Some lessons can be drawn from this pioneering experience. Firstly, methods and technologies that are developed for one type of environment or country may not do well in other settings.
Secondly, a prerequisite for the primary prevention of disease transmission is improvement of the environment, with an adequate water supply and basic wholesome improvements. Once the basics are there, targeted disease-specific enhancements can be made for a marginal incremental cost.
Thirdly, the environmental control of endemic disease transmission as part of broader development projects greatly facilitates cross-sectoral collaboration. Local governance authorities hold the key to overseeing successful implementation of such cross-sectoral projects and have the mandate to ensure maintenance.
Finally, fulfilment of beneficiary communities’ expectations increases their willingness to pay for improvements of their houses and premises. This opens opportunities for cost-sharing if subsidised commodities are offered and, in cashless communities, a credit facility is available.

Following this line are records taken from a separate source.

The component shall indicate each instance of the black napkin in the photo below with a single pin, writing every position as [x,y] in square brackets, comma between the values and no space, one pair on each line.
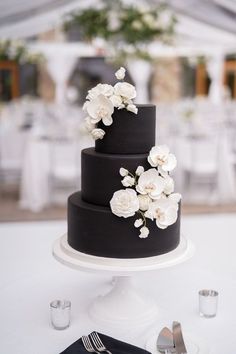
[112,344]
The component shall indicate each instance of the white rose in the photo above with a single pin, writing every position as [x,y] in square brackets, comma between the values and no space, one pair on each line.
[85,105]
[138,223]
[97,133]
[139,170]
[169,185]
[132,108]
[124,203]
[100,108]
[116,100]
[175,197]
[160,156]
[121,106]
[89,126]
[150,183]
[123,172]
[163,211]
[125,90]
[120,74]
[100,89]
[144,201]
[144,232]
[137,24]
[113,21]
[128,181]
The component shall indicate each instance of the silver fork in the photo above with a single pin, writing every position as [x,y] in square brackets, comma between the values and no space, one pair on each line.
[98,343]
[88,345]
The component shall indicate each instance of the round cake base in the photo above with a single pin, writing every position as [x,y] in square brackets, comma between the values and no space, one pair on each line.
[123,304]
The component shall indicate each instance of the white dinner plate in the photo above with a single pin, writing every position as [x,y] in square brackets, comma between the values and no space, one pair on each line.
[193,345]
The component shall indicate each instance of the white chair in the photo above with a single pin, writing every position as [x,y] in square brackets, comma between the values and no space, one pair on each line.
[64,174]
[12,147]
[200,167]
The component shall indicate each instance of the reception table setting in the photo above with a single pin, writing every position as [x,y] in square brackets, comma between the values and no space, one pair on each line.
[32,279]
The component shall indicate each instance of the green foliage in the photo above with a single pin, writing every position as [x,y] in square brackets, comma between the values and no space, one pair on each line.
[123,25]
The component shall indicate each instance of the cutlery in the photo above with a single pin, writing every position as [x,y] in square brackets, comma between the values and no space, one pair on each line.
[178,338]
[165,341]
[98,343]
[88,345]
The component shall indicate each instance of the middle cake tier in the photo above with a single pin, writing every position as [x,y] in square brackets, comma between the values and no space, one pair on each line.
[100,176]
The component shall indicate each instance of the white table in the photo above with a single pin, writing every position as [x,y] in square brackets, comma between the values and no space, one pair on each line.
[35,190]
[31,278]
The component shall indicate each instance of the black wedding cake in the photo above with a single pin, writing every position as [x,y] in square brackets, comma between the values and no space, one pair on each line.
[93,227]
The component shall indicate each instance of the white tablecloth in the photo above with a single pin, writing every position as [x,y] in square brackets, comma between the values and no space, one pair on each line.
[31,278]
[35,189]
[225,191]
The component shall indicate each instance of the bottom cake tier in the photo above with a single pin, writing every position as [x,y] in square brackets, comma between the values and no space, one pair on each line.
[93,229]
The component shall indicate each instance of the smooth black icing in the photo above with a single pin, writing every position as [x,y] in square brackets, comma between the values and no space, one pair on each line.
[94,230]
[100,174]
[129,133]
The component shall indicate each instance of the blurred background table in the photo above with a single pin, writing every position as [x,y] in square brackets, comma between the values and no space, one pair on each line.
[31,278]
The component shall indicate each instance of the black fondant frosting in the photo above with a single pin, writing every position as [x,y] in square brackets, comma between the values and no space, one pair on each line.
[92,227]
[129,133]
[100,174]
[94,230]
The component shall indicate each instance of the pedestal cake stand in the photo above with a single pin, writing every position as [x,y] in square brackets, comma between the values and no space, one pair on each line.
[123,304]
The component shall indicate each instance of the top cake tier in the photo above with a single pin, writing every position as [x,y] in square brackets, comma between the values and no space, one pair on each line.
[129,133]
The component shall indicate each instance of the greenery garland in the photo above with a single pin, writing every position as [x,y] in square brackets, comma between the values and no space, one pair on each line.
[123,25]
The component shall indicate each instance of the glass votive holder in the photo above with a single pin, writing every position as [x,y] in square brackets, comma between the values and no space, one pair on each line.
[60,314]
[208,300]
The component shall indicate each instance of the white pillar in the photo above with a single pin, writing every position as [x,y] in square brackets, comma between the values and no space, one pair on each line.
[60,66]
[140,71]
[215,69]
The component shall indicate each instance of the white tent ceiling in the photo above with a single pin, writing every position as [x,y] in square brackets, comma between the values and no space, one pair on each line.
[204,22]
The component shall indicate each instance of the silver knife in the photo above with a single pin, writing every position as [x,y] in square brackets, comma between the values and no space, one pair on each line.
[165,341]
[178,338]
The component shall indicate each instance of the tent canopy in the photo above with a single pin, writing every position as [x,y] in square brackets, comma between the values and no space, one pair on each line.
[204,22]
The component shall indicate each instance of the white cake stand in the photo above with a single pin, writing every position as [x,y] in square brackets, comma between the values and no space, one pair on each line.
[123,304]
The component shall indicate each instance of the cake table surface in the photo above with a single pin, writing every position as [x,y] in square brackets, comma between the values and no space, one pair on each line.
[31,278]
[115,266]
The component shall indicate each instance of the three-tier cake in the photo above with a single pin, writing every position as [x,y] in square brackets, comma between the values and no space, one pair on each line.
[95,226]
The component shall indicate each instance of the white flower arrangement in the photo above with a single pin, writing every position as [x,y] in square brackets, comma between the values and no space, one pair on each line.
[149,193]
[103,99]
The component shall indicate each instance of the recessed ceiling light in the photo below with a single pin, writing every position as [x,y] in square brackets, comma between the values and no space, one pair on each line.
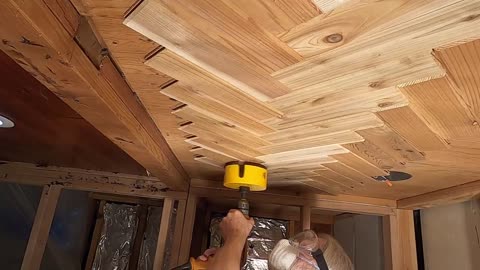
[6,123]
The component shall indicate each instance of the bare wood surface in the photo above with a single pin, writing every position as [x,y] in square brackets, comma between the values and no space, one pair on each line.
[41,228]
[163,234]
[86,180]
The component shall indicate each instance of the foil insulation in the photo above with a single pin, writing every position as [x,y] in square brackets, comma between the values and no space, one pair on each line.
[263,238]
[113,250]
[149,244]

References for further reading
- Gryseels B. The epidemiology of schistosomiasis in Burundi and its consequences for control. Trans R Soc Trop Med Hyg. 1991; 85:626-633. doi: 10.1016/0035-9203(91)90371-5. PMID: 1780993
- Barutwanayo M, Coosemans M, Delacollette C, Bisore S, Mpitabakana P, Seruzingo D. La lutte contre les vecteurs du paludisme dans le cadre d'un projet de developpement rural au Burundi [Campaign against malaria vectors in the framework of a rural development project in Burundi]. Ann Soc Belg Med Trop. 1991;71 Suppl 1:113-125. French. PMID: 1793263.

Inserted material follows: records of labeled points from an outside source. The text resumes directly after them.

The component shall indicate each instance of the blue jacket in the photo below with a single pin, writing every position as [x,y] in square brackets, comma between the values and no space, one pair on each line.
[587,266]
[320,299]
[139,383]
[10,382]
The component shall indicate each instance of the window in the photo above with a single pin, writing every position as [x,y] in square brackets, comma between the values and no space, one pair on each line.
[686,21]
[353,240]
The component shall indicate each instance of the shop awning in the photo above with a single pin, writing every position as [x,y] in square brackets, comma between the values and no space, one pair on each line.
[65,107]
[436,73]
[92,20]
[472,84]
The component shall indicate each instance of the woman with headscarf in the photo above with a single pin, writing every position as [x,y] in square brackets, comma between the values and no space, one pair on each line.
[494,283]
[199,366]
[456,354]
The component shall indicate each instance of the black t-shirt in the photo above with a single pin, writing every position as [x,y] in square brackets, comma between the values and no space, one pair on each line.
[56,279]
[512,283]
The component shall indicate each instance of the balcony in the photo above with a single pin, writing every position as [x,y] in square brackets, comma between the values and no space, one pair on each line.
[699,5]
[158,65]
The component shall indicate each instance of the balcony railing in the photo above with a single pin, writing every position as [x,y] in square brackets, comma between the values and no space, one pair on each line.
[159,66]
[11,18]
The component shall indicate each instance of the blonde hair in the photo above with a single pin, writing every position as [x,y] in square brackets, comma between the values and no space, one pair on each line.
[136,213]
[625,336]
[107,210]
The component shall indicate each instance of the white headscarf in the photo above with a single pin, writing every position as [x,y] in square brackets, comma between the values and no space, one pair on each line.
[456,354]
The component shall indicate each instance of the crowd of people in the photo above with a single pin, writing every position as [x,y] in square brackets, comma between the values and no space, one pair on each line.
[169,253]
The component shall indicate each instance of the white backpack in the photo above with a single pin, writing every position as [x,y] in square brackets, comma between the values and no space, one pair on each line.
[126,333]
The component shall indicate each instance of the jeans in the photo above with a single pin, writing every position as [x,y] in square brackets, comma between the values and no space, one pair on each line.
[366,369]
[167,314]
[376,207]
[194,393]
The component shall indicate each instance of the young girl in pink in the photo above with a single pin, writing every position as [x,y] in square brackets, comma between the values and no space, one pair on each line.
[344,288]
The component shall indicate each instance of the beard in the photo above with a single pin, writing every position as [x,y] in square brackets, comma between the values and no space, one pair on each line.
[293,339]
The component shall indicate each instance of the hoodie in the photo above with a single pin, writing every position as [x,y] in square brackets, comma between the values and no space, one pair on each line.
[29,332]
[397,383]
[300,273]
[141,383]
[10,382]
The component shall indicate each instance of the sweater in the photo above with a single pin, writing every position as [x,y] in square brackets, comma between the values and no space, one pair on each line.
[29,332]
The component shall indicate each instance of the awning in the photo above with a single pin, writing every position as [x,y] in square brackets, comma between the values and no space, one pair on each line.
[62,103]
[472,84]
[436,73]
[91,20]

- Morgan P. Rural water supply and sanitation: Blair Research Bulletins. ISBN 0333485696. Macmillan, London, UK, 1990.
- Engels D, Ndoricimpa J, Gryseels B. Schistosomiasis mansoni in Burundi: progress in its control since 1985. Bull World Health Organ. 1993; 71:207-21 PMID: 8490984.
- Engels D, Ndoricimpa J, Nahimana S, Gryseels B. Control of Schistosoma mansoni and intestinal helminths: 8-year follow-up of an urban school programme in Bujumbura, Burundi. Acta Trop. 1994; 58:127-140. doi: 10.1016/0001-706x(94)90052-3. PMID: 7887338.